Case ID: ad2d_225/html/0512-01.html
Source: Caselaw Access Project
Author: {"author": "", "license": "Public Domain", "url": "https://static.case.law/"}
Date Created: 2024-08-24T03:29:51.129683

Hazel Carter et al., Appellants, v New York City Board of Education et al., Respondents.
    [638 NYS2d 770]
   The plaintiffs moved to compel the defendants to produce deposition witnesses with knowledge of the underlying incident or to provide them with information about employees who might have witnessed the incident. On such a motion, "the moving party must show (1) that the representatives already deposed had insufficient knowledge, or were otherwise inadequate, and (2) there is a substantial likelihood that the persons sought for depositions possess information which is material and necessary to the prosecution of the case” (Zollner v City of New York, 204 AD2d 626, 627).

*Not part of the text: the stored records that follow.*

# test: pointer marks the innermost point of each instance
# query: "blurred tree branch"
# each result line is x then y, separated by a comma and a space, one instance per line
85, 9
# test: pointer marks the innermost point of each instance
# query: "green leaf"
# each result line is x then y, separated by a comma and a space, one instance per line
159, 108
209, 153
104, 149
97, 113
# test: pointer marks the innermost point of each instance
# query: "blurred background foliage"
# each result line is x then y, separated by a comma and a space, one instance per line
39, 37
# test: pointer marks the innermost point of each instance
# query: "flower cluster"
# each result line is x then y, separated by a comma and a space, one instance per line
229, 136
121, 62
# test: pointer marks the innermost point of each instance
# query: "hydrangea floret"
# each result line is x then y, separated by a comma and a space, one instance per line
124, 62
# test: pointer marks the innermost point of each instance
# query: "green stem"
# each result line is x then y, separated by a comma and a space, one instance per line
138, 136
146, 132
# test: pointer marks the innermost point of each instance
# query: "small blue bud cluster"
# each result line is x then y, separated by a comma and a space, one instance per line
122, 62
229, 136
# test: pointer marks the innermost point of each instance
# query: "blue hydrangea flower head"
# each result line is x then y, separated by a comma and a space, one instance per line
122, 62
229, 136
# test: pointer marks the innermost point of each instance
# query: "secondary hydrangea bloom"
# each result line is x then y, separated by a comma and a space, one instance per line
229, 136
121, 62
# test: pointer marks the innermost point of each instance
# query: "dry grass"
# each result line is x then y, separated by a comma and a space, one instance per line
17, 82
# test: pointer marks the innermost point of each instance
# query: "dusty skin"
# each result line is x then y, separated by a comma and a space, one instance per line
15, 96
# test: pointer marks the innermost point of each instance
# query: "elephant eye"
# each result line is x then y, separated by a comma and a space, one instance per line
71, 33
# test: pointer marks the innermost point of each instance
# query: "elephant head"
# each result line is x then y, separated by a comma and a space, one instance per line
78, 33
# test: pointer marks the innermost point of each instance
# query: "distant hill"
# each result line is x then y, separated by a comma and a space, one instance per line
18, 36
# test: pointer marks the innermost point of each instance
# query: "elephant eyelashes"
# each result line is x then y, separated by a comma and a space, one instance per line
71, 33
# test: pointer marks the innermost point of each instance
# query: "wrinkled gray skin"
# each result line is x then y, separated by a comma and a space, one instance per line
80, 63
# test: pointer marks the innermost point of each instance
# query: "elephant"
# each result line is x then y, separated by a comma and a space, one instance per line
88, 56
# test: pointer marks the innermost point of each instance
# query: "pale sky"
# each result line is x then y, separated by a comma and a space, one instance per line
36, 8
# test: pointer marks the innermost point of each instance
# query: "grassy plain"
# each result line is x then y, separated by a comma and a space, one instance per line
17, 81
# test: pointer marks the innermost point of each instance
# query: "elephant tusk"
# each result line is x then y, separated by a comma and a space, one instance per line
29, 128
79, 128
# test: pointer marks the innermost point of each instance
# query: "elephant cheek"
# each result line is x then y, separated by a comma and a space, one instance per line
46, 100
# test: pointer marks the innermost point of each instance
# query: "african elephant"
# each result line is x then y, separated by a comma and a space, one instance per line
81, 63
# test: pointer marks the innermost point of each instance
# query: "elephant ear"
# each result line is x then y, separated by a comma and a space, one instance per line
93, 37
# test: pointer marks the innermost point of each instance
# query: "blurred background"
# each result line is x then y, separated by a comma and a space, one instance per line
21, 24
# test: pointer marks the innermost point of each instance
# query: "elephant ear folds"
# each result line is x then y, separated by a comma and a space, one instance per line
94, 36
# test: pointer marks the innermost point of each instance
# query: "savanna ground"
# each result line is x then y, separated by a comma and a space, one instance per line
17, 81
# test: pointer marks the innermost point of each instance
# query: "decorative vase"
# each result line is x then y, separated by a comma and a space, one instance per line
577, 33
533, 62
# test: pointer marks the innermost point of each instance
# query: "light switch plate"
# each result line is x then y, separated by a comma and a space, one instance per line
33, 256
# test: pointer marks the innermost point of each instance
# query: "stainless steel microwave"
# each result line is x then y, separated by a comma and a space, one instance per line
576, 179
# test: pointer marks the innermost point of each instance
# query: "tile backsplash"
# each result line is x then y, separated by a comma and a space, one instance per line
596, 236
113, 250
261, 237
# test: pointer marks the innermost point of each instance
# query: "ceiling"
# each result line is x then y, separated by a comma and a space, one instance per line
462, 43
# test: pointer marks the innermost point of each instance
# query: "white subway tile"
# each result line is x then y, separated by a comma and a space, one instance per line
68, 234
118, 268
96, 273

The court properly denied the plaintiffs’ motion in this case because their motion papers were totally conclusory and completely devoid of any facts supporting their application. Nowhere was it even alleged that the witness originally produced by the defendants had insufficient knowledge or was otherwise inadequate. Additionally, the plaintiffs did not show that there was a substantial likelihood that the persons sought for depositions possessed information material and necessary to the prosecution of the case (cf., Zollner v City of New York, supra). Bracken, J. P., Miller, Joy, Hart and Krausman, JJ., concur.